# thinking on a few other stores....



## Binary01 (Jun 2, 2007)

thinking about getting a few other stores open on some other fullfillment sites just to get some marketing going....

anyone else have multiple stores with multiple companies?... if so can you give me some pointers...

figure i would need to do dtg due to my graphics....

i could just open a few more stores with SS but was curious on the other "marketing" ideas from the other sites..... even though SS is in my main site....was thinking of a few little stores that will just carry like 5 designs or maybe some other ideas it have....

hmmmm....


b


----------



## T-BOT (Jul 24, 2006)

B,

do you have goods finished and ready to sell? ...or do you need to have them made on demand by someone else? aka *fulfillment* on demand.

just trying to understand your post a little more. 



:


----------



## Binary01 (Jun 2, 2007)

just fullfillment.... once i get the official line i'll just sell from my website with my stock of shirts......just trying to get the buzz going for now....


----------



## T-BOT (Jul 24, 2006)

...funny.

"Location: detroit...bring a vest"

do you have a shirt design for that?


----------



## Binary01 (Jun 2, 2007)

not yet....hahahaha.....

trying to not do the traditional "detroit/murder capital/etc" type of stuff..hahahaha

i was gonna toss up a few of my designs on the other sites to see if i can get a few extra hits...maybe get a few new domain names../etc....


----------



## T-BOT (Jul 24, 2006)

237am said:


> ....see if i can get a few extra hits...maybe get a few new domain names../etc....


More domains may not always be the road to more exposure. More work for sure, site maintenance etc.

Personaly, I still like to have as much related content as possible all on one site/domain and plug it to death. 

But, like you said, you're looking to further expose your stuff on someone else's site-domains etc. perhaps contact some sites around the web and see if you can get them to expose your stuff as a *test-market* thingee.  

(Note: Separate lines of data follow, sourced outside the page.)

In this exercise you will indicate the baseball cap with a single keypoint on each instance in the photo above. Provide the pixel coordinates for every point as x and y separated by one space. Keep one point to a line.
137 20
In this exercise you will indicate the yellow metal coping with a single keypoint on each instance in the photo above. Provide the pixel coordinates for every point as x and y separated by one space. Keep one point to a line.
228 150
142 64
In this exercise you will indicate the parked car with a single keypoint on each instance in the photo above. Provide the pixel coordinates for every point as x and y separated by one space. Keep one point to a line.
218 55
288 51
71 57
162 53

places like: tprophets.com , I think they are playing around web programing stuff and are just using the t-shirt thing as a theme... no biggee, but still, yah never know.


all the best.



:


----------



## Rodney (Nov 3, 2004)

> anyone else have multiple stores with multiple companies?... if so can you give me some pointers...


Yes, I've done it before. 

The way I did it was market each store as a separate business. Most of my stores were for separate topics (like: poker, politics, funny, etc). So they each needed to be marketed in a different way.

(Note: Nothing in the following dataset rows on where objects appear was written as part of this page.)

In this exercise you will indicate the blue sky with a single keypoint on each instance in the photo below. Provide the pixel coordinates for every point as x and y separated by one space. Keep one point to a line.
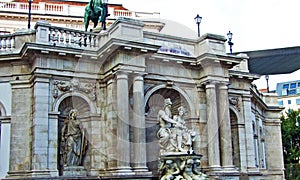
255 24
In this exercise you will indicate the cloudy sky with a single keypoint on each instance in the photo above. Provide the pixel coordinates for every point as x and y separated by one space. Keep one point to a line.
255 24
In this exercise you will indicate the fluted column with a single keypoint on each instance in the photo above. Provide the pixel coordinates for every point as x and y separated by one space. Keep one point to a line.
249 134
212 127
139 134
225 128
123 144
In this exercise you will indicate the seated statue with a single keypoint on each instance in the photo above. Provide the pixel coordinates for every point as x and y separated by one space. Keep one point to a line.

It really depends on the direction you want to go with your line. With a "brand", some would say that having a presence on different "print on demand" places might dilute that brand. Others say the more the merrier.

If you're not getting good sales from one place, your main focus really should be marketing and advertising. Just opening more stores in more places won't give you more sales necessarily. It may take your time away from focusing on the marketing and advertising that it takes to really get your line launched.


----------



## Binary01 (Jun 2, 2007)

i guess its a matter of me getting more hits/visits to my site/gear. maybe making a "detroit based" store and just using that as another outlet.... i do have a few other domains so maybe i could just keep the SS store i have and mask it with the SS store...

just thinking of some other avenues to get the buzz going. i could focus just on my website, maybe i need some other tags/links/etc on my site to help with searches.

i'll have to figure out a plan.


----------



## Rodney (Nov 3, 2004)

At the moment, it doesn't _sound_ like you have a clear marketing plan.

I think instead of opening new stores, I would take some time and figure out how much time and money you have to work with, and figure out the best ways to market your current line/website based on that.

I would suggest starting by making a separate website JUST for your clothing line so it will be easier to market and send traffic to without people having to click around to find the "clothing" area on your current site.

Once you build out your clothing line's website, you can then focus your marketing efforts locally and online by thinking of creative ways to drive traffic to that online store.

Once you build up traffic and sales, then you can possibly expand to other print on demand places.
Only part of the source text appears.